What's Happening?
According to a report by Swiss Re Institute, wildfires, severe convective storms, and floods accounted for a record 92% of global natural catastrophe insured losses, totaling $107 billion in 2025. The Palisades and Eaton fires in Los Angeles alone resulted
in $40 billion in insured losses. Severe convective storms, including hailstorms and damaging winds, contributed $51 billion to the total. Despite these high figures, global flood-related insured losses were below average at $3.4 billion. The report highlights that while 2025's losses were below the long-term growth trend due to the absence of a major U.S. hurricane, insured losses are still rising annually by 5% to 7% in real terms.
Why It's Important?
The report underscores the increasing financial impact of natural disasters on the insurance industry, with insured losses expected to reach $186 billion by 2030 if trends continue. This rise in losses highlights the growing need for effective risk management and adaptation strategies.
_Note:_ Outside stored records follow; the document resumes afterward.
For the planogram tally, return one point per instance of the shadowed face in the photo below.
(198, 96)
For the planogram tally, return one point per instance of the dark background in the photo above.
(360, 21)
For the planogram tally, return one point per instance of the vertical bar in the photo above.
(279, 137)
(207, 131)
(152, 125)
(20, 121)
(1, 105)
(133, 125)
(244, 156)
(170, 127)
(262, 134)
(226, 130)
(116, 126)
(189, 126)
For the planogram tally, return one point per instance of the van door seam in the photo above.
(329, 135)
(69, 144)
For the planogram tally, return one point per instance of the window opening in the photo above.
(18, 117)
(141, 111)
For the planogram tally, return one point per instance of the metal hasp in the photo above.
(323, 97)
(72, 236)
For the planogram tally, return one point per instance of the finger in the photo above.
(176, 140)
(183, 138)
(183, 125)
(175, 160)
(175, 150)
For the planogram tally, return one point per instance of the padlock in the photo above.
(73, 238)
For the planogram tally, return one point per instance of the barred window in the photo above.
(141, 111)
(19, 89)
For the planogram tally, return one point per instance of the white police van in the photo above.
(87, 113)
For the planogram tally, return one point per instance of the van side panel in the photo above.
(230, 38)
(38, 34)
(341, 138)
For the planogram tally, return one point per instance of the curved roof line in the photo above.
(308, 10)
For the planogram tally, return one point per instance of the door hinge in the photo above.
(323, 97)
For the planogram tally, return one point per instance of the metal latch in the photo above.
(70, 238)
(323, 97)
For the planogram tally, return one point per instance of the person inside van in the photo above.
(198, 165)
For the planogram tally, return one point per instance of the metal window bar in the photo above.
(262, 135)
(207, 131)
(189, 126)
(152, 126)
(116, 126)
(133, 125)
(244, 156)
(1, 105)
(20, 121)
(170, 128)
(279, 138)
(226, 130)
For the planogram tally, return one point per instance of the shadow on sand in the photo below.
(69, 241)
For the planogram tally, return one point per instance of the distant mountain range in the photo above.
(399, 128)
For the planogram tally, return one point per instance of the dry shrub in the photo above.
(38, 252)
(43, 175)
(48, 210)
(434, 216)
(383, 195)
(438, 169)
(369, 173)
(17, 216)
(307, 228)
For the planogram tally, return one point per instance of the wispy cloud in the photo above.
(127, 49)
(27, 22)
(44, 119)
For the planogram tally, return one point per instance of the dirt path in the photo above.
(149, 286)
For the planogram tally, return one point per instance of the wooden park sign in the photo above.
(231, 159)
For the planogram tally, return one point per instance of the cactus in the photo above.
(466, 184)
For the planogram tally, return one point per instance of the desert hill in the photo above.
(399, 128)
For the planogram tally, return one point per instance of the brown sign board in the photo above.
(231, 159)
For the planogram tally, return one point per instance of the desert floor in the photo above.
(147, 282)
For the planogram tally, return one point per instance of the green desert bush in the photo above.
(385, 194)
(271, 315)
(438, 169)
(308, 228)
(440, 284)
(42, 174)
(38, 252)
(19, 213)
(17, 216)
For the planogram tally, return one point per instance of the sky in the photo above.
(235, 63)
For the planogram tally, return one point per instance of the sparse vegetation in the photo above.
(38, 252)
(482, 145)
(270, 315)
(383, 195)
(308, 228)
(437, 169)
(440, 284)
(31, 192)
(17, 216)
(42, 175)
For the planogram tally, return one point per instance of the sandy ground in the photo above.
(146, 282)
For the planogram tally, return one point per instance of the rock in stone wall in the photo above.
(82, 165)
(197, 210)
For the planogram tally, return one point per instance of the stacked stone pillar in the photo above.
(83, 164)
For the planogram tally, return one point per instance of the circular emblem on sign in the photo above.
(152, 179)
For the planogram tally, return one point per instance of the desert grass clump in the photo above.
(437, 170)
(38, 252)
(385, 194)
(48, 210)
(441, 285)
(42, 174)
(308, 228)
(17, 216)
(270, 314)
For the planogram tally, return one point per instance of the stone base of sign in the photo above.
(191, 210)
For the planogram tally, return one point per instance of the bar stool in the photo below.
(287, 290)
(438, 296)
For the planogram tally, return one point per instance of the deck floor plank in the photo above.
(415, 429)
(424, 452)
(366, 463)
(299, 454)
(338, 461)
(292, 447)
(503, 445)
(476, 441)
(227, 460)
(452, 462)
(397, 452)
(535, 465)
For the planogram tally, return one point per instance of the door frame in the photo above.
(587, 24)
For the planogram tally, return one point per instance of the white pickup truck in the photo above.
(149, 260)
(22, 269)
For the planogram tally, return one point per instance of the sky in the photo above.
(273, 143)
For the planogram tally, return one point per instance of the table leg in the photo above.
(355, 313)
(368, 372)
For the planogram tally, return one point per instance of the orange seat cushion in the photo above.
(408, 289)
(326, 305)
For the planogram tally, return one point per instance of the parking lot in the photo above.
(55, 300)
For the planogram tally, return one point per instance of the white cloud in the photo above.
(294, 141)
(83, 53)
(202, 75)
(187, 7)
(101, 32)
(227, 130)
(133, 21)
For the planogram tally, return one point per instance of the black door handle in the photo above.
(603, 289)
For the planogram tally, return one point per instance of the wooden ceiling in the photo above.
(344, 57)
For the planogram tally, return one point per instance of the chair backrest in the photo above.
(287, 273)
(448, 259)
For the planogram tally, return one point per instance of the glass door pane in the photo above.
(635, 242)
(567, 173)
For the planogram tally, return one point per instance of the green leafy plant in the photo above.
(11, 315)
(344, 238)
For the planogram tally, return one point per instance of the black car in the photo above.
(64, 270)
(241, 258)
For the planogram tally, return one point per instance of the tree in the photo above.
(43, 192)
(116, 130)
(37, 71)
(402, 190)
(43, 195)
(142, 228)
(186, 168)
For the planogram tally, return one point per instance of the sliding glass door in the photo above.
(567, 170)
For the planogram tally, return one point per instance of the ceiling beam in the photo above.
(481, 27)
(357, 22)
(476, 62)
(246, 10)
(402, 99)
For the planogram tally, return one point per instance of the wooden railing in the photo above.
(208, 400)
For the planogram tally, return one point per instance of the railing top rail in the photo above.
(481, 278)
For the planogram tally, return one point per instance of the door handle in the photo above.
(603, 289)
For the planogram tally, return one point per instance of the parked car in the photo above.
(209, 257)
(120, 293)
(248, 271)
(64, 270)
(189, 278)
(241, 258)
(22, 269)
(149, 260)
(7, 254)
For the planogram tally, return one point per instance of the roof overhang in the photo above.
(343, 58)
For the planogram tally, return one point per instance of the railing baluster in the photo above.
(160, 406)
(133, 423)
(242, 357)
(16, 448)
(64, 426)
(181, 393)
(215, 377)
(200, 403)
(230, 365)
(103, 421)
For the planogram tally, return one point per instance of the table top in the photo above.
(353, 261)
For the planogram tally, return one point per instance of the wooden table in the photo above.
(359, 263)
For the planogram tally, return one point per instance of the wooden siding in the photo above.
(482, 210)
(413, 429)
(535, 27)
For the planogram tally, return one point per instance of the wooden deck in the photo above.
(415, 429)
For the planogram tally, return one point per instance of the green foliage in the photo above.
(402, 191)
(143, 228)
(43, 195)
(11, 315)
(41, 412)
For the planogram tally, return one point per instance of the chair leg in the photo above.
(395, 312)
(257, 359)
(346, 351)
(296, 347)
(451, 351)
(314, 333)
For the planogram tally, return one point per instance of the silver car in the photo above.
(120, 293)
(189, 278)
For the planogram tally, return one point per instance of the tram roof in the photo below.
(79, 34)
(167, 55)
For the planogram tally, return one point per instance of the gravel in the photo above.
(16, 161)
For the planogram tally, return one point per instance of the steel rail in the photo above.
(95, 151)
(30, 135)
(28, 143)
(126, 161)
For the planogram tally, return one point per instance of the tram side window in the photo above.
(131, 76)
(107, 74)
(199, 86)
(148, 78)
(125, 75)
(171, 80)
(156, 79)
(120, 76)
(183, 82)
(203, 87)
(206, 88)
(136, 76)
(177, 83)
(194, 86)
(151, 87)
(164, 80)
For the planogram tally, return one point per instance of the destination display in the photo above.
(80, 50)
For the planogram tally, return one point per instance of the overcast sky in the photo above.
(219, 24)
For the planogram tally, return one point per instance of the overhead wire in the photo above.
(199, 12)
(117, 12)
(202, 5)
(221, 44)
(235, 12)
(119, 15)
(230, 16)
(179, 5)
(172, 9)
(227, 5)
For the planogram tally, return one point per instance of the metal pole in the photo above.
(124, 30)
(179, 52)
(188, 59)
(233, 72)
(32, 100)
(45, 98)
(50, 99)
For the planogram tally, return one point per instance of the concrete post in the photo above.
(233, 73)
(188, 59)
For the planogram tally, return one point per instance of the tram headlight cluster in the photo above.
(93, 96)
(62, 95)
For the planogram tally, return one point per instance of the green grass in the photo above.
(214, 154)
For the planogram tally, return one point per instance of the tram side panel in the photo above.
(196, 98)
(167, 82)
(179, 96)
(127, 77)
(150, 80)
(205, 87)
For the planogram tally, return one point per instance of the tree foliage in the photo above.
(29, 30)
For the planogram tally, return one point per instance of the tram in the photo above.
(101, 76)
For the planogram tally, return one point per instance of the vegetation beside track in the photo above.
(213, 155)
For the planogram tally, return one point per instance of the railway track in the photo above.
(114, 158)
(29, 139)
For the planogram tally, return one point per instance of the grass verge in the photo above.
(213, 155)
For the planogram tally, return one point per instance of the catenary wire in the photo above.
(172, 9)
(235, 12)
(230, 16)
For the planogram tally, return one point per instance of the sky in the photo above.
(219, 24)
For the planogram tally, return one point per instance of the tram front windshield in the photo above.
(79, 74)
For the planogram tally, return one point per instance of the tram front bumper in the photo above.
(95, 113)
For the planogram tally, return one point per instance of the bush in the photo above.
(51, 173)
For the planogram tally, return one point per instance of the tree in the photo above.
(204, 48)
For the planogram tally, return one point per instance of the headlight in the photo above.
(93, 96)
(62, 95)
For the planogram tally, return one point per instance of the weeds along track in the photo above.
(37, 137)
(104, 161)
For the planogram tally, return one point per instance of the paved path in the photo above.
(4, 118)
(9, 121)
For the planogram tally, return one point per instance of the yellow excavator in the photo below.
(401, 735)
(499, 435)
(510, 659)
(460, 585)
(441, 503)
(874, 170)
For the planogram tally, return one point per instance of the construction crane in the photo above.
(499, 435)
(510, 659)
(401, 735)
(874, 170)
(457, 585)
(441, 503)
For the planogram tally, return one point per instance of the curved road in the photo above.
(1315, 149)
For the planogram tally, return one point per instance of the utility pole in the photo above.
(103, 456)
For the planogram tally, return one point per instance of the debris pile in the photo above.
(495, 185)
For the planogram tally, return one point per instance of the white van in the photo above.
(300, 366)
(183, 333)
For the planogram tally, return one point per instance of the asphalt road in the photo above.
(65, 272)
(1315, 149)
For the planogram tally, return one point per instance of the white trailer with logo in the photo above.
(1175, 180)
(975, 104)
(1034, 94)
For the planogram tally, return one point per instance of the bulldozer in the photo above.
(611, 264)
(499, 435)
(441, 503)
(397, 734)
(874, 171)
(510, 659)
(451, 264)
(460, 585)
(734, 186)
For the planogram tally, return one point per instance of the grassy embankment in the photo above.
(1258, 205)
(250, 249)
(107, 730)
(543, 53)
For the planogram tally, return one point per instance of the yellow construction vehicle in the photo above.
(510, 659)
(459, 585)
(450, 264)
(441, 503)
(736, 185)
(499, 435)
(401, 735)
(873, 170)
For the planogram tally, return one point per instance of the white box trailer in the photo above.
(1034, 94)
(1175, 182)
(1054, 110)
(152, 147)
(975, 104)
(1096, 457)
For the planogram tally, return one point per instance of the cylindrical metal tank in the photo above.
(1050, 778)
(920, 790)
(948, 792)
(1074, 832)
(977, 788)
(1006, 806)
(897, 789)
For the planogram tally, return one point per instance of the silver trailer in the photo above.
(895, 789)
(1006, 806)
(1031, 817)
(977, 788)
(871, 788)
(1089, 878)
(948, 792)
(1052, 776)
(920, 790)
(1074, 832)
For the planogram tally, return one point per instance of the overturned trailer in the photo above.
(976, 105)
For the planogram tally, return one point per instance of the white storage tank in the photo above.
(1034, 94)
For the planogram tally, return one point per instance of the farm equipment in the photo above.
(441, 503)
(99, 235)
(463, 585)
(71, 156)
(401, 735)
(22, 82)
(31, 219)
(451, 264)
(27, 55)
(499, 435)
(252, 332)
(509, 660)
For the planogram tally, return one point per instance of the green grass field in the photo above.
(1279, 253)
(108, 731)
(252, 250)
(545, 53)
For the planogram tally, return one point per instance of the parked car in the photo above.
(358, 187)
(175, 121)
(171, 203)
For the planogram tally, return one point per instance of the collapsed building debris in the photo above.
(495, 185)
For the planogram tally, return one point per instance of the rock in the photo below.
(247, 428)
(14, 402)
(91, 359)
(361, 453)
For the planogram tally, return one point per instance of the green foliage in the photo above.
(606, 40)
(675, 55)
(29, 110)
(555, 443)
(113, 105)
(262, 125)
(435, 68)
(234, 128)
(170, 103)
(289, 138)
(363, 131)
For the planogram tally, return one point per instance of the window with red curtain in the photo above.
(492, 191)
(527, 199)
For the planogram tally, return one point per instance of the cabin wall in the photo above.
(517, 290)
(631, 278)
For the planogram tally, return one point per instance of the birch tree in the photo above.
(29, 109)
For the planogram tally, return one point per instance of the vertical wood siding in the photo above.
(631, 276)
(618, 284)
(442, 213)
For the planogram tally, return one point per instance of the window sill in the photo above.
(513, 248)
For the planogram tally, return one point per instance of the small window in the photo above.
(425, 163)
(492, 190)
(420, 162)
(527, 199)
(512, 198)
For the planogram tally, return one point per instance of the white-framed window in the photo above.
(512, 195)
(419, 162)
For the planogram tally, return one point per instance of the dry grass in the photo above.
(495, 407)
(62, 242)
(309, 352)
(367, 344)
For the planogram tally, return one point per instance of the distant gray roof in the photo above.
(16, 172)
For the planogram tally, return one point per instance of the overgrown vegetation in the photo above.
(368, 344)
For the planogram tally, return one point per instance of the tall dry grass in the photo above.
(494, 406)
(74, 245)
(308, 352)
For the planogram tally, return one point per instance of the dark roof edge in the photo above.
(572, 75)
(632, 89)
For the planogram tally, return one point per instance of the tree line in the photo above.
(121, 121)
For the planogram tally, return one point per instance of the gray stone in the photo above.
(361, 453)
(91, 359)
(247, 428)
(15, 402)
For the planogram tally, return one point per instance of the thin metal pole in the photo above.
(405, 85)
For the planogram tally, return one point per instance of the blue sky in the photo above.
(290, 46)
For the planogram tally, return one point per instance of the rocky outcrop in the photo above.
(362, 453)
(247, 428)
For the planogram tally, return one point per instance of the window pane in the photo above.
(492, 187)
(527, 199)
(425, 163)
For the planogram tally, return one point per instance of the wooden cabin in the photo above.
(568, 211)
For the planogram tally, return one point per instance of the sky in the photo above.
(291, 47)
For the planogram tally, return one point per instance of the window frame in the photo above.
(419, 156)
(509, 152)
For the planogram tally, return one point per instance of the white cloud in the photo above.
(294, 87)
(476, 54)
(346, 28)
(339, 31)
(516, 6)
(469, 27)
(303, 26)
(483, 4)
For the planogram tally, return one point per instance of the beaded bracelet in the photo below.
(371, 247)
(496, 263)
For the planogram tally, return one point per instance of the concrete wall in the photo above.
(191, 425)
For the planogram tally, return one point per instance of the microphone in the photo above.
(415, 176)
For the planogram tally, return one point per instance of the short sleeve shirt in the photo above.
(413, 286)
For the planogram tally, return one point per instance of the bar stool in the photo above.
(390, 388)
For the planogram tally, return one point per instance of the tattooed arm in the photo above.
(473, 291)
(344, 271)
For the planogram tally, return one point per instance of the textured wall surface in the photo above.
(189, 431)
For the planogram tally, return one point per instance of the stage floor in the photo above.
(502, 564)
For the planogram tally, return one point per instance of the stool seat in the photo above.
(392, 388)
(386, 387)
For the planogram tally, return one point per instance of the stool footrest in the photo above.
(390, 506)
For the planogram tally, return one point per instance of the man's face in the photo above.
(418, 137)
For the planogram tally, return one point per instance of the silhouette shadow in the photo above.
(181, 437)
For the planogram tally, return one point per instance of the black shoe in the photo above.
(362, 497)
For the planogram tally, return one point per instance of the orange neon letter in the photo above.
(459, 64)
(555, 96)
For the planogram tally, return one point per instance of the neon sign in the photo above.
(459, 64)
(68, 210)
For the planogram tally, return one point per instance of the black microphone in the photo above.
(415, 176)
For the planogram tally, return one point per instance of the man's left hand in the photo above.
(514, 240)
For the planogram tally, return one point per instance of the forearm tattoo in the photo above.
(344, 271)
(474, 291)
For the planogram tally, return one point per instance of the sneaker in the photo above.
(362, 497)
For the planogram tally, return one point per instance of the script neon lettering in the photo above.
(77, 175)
The insurance industry plays a crucial role in closing protection gaps, especially in emerging economies where 80-90% of catastrophe losses are uninsured. The findings emphasize the importance of integrating insurance coverage with risk-adaptation measures to mitigate future losses and ensure economic stability.
What's Next?
Swiss Re's report suggests that if natural catastrophe losses return to long-term levels, they could total $148 billion in 2026. The insurance industry is urged to identify risk drivers and implement measures to manage and reduce risks before losses occur. The report also calls for stronger adaptation and risk management strategies, particularly in emerging economies, to address significant underinsurance for low-frequency, high-impact events like earthquakes.